Foto: José Nazal em 2016

O fenômeno El Niño é um fenômeno caracterizado pelo aquecimento anômalo das águas superficiais do Oceano Pacífico. O aquecimento e o subsequente resfriamento, num episódio típico de El Niño, dura cerca de 12 a 18 meses, tem início no meado do ano, atinge sua máxima intensidade durante os meses de dezembro – janeiro e termina na metade do ano seguinte.

O fenômeno El Niño que se organizou em 2015 continuou interferindo no clima do planeta durante todo o verão de 2016. Este episódio está entre os três mais intensos já observados desde 1950. O índice que mede a força do EL Niño, chamado índice ONI (Oceanic Niño Index) considera a média das anomalias da TSM durante três meses móveis.

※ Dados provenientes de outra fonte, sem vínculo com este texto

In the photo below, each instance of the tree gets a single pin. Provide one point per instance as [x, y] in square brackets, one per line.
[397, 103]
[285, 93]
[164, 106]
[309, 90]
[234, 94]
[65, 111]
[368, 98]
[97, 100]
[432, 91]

Esperam-se frentes frias mais bloqueadas sobre a Região Sul do Brasil e, por consequência, tempo mais seco sobre a Bahia, especialmente no norte e oeste, sul e sudoeste da Bahia podem serem atingidos por algum fenômeno meteorológico, mas não foi o caso do primeiro semestre de 2016.

Ilhéus tem na sua composição dois sistemas de captações de água em barragens de nível e de acumulação e respectivas estações elevatórias de água bruta, a saber, captação do Santana e captação do Iguape.

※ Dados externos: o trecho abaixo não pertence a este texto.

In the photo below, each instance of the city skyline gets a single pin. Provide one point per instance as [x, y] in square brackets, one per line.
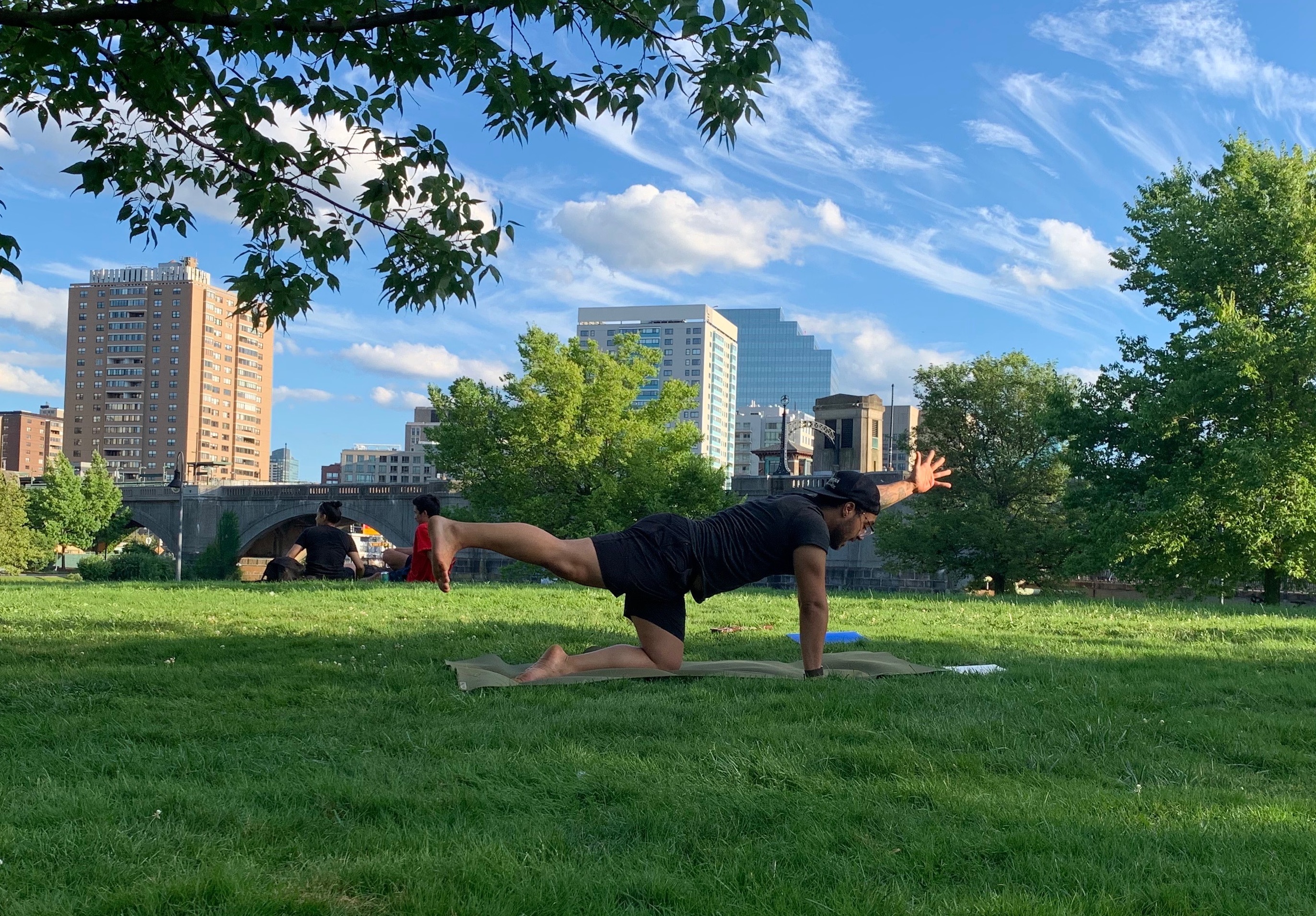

Em 2016, a cidade enfrentou uma crise hídrica, o prefeito de Ilhéus, Jabes Ribeiro do Progressista anunciou a decretação de estado de emergência devido à crise. 

Do mesmo modo, a Empresa Baiana de Água e Saneamento (Embasa), inform ou que não havendo mudanças climáticas significativas, o atual nível de água na barragem será suficiente para o abastecimento por cerca de dois meses, essa informação foi transmitida em maio de 2016.

Tal comunicado foi feito pelo gestor exatamente um mês após a Embasa iniciar o histórico rodízio no abastecimento em partes altas e outros bairros da cidade, e buscar a criar condições objetivas para a adoção de medidas por parte do Governo do Estado visando a solução do problema.

Ainda na época, o gerente-regional da Embasa, José Lavigne, explicou que os níveis das barragens que abastecem o município, não apresentaram melhoras nos últimos meses, principalmente pelo fato de não haver chuvas consideráveis nos mananciais há quase um ano. E determinou várias medidas a serem executadas para tentar minimizar os transtornos, como o rodízio no abastecimento em áreas distantes dos terminais de captação, implantação de “tanques comunitários” e disponibilização de caminhões-pipa.

Em resumo foram 9 meses sem chuvas nos mananciais e as ações de caráter emergencial, naquele momento a conscientização da comunidade e a volta das chuvas era única saída para o cenário.

Como naquele ano (veja aqui), os especialistas estão alertando para um Super o El Niño deverá exacerbar secas em algumas áreas e acentuar inundações em outras.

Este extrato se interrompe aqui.